As you can see in the photo above, this also means purling is super easy.  As a result, your garter stitch is easiest when every row is worked in purl and if your knitting stocking stitch in the round, you work with the inside facing out.

Don’t misunderstand me, working a knit stitch is really simple, but the purl stitch requires the least amount of movement.

Wrapping your yarn around your neck is fine, except it might not be for everyone.  I tend to wear a scarf for most of the day, especially in the Winter. which prevents the yarn from gliding smoothly.  Other people might not like the feeling of their yarn rubbing across the back of their neck, especially if it’s a rough yarn, or you’re sensitive to wool.  It does also make you a little more inclined to sit in an upright position (well me anyway) and you could end up with a sore back.  I imagine with practice, you’ll become more relaxed and adopt a more comfortable and less rigid, knitting position.

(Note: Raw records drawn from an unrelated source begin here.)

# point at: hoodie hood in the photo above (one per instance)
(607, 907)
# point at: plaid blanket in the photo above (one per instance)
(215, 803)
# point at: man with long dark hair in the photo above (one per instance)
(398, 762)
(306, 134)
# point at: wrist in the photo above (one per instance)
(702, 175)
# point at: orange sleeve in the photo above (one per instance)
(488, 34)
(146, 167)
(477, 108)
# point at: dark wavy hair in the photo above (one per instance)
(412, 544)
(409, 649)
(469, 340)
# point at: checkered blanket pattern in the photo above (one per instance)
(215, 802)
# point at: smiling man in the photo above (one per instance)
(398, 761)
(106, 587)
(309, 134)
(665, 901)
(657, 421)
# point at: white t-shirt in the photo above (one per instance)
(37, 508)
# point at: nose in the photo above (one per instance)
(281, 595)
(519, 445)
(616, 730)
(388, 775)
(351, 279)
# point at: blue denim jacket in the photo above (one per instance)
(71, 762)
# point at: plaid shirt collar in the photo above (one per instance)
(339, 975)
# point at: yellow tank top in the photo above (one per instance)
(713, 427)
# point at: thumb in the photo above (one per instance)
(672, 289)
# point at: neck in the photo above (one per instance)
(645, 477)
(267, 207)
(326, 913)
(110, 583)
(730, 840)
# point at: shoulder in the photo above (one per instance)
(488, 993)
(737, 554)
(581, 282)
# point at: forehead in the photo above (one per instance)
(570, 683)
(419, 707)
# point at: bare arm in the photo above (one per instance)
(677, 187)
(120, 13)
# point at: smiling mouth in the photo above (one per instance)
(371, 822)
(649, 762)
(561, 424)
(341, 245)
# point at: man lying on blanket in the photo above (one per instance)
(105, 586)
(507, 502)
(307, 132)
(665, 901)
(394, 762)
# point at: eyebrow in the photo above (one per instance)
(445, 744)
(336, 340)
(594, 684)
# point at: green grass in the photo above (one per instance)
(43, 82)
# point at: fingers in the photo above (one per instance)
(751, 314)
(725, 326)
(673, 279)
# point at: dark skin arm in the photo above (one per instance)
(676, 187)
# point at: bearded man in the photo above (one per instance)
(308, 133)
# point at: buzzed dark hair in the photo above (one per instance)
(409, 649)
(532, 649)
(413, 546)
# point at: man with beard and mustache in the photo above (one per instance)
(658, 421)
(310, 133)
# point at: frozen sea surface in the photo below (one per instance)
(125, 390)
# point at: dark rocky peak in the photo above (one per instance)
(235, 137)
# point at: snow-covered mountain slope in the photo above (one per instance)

If wrapping the yarn around your neck is out, there are several alternatives, Andrea Wong, Portuguese Knitting Goddess, prefers to use a knitting pin.  You attach the pin to your chest and hook your yarn over it.  You have to position the pin high enough up your chest, so your yarn doesn’t come out while your knitting.

If you want to try this method, before you purchase a special pin, use a safety pin with a stitch marker.  Pin the safety pin to your top and pass the yarn through the stitch marker.  My worry with a pin, is that little holes would form in my clothes and when washed they would ladder.


Andrea has thought of this and also sells magnetic backed pins for Portuguese Knitting.  You position the front part, with the decorative front and hook in a similar place to where you’d place the pin.  then on the back of your top you sandwich the fabric between the second magnet.  Decorative with less chance of ruining your clothes too.


The third option is a Knitting Hook Pendant, which hangs from a necklace.  If it’s something you wear all the time, you don’t even have to think about it.


This is probably my preferred choice and before I go off buying one, I thought I’d try using a stitch marker on my necklace.

From here on in, it’s all about the tension and unfortunately, there’s no quick fix.  Practice makes perfect, so I’ve been knitting as much as I can.


I’ve also been trying to work out which fingers I prefer to loop my yarn over.  At the moment, I’ve been switching between the middle and third finger on my hand.  I suspect one of them will begin to feel more comfortable – eventually.

If you think you’d like to give Portuguese Knitting a go, I’d recommend watching the YouTube video’s I mentioned in Knitting Needs Must Part 1.